By contrast, Karlheinz Walch, deputy director for general banking and financial supervision at Deutsche Bundesbank, told the conference he was hoping EU legislators will be able to maintain a commitment to implementing FRTB in 2022.
A regulatory consultant, who did not want to be named, told Risk.net on the sidelines of the conference that EU implementation of FRTB implementation in 2022 was almost impossible. He said he expected the rules to come into force about two years later, in 2024, considering the EU’s track record on implementing financial regulation. This is in line with suggestions made in the Ecofin discussions on FRTB.
Difficult position for US
Speaking at the same conference, Norah Barger, a senior policy adviser at the Federal Reserve, said the US would probably need to emulate the European timeline and might have to consider an extended reporting period if the EU delays its implementation.
“I think [an EU delay] would put everyone in a difficult position. This is one standard where the simultaneous implementation dates across jurisdictions are extremely important [in order] to avoid things like pricing distortions.
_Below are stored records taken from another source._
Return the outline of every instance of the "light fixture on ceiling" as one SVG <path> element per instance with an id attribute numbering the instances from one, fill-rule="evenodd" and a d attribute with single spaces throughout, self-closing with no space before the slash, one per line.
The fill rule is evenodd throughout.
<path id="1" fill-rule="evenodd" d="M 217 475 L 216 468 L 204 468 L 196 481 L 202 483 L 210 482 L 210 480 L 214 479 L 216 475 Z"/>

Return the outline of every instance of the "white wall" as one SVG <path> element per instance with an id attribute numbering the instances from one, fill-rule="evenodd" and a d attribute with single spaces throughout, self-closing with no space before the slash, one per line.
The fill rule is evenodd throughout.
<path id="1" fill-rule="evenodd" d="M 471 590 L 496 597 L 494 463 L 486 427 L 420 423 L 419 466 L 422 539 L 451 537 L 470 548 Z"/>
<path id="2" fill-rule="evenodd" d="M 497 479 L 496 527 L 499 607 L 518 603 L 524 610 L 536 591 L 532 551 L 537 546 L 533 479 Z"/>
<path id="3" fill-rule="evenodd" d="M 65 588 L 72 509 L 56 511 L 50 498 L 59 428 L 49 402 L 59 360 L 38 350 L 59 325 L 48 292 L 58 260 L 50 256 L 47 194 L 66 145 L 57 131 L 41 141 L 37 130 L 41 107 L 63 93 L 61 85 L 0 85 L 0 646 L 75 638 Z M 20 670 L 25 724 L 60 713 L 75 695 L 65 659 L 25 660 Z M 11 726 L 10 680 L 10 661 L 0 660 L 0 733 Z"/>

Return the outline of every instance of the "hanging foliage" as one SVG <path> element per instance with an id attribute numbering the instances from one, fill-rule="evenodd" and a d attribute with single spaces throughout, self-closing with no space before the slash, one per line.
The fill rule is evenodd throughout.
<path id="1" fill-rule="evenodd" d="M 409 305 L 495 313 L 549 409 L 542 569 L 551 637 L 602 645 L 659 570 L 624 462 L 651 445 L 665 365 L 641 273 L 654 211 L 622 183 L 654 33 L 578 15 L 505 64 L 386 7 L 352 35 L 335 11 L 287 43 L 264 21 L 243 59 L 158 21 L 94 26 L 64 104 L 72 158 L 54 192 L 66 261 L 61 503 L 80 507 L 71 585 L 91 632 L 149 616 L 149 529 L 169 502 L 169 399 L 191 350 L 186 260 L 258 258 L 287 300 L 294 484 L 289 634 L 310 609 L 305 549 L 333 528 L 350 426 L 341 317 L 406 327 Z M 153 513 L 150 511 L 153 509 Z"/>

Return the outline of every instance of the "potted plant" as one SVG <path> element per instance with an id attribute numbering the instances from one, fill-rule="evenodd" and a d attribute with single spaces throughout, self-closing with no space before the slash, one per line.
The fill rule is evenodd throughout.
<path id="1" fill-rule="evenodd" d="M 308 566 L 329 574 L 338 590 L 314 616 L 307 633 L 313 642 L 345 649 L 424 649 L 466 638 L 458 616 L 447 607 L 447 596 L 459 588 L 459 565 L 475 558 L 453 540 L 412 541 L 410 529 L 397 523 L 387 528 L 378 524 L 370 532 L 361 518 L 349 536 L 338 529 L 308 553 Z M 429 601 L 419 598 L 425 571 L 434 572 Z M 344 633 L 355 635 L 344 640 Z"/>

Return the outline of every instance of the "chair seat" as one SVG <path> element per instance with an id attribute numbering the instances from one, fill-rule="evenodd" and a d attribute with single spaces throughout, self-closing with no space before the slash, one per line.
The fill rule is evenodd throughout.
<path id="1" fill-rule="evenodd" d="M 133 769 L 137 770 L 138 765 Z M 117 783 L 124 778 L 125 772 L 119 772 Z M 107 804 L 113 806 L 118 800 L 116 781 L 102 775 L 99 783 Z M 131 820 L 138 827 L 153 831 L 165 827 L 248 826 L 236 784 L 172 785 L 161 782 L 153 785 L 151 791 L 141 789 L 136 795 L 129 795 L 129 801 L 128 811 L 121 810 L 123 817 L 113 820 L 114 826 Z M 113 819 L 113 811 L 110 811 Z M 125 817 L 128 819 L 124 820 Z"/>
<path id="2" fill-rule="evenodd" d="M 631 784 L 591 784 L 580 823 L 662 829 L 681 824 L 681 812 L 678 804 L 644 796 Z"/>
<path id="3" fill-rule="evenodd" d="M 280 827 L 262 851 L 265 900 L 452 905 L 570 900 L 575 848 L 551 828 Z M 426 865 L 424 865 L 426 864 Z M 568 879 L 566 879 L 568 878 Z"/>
It’s a bit different in the credit book – lending is a bit jurisdiction-specific – but [market risk] is a global market, so we would hope that we would manage to go together,” said Barger, who is a former co-chair of Basel’s trading book group, now known as the market risk group.
Japanese bankers and regulators have expressed similar concerns about a level playing field in recent weeks, due to signs of European delay.
There had been uncertainty about whether US regulators under President Donald Trump’s administration would be willing to implement the FRTB at all, despite signing up to the final Basel III package of reforms in December 2017.
Earlier at the conference, Rebekah Jurata, deputy assistant secretary for international financial markets at the US Treasury, said the US was fully committed to implementing FRTB. She said the actions of US regulators have proved false the rumours that US agencies would be disengaging from global rule-making under President Trump.
The Brexit effect
Asked at the Isda conference if the UK will implement FRTB on schedule in 2022 after Brexit, even if the EU27 does not, Jonathan Ward, technical head of department at the Prudential Regulation Authority (PRA) said he did not know, but this would be the lowest-cost option for the UK regulator.
Ward said firms should be implementing FRTB now, and that UK-based firms were meeting with the PRA on a quarterly basis to discuss its impact. He added that because UK-based firms have been required to hold extra Pillar 2 capital for market risk, the rise in capital requirements under FRTB might be smaller than some banks had feared. Banks have previously sought to debunk this claim.
“I know there’s a lot of uncertainty on the impact on some of the things Basel are focusing on – most notably the P&L attribution test, as well as the scope of the non-modellable risk factors – but what we can’t have is a situation where the uncertainty of the impact is used as a reason to postpone,” said Ward.
A regulatory expert at a non-EU bank told Risk.net the French position seemed to be welcoming a delay, and that if the plan is to undertake extensive internal model reviews before FRTB enforcement, implementation might be as late as 2026 or 2027. He contrasted this with their approach to Brexit.
“What I find funny is that the comments from the French side on FRTB are completely at odds with what they are saying on Brexit. On Brexit it’s ‘relocate, do it now, don’t wait’, whereas on FRTB the approach is ‘we’ll take our time’,” the regulatory expert said.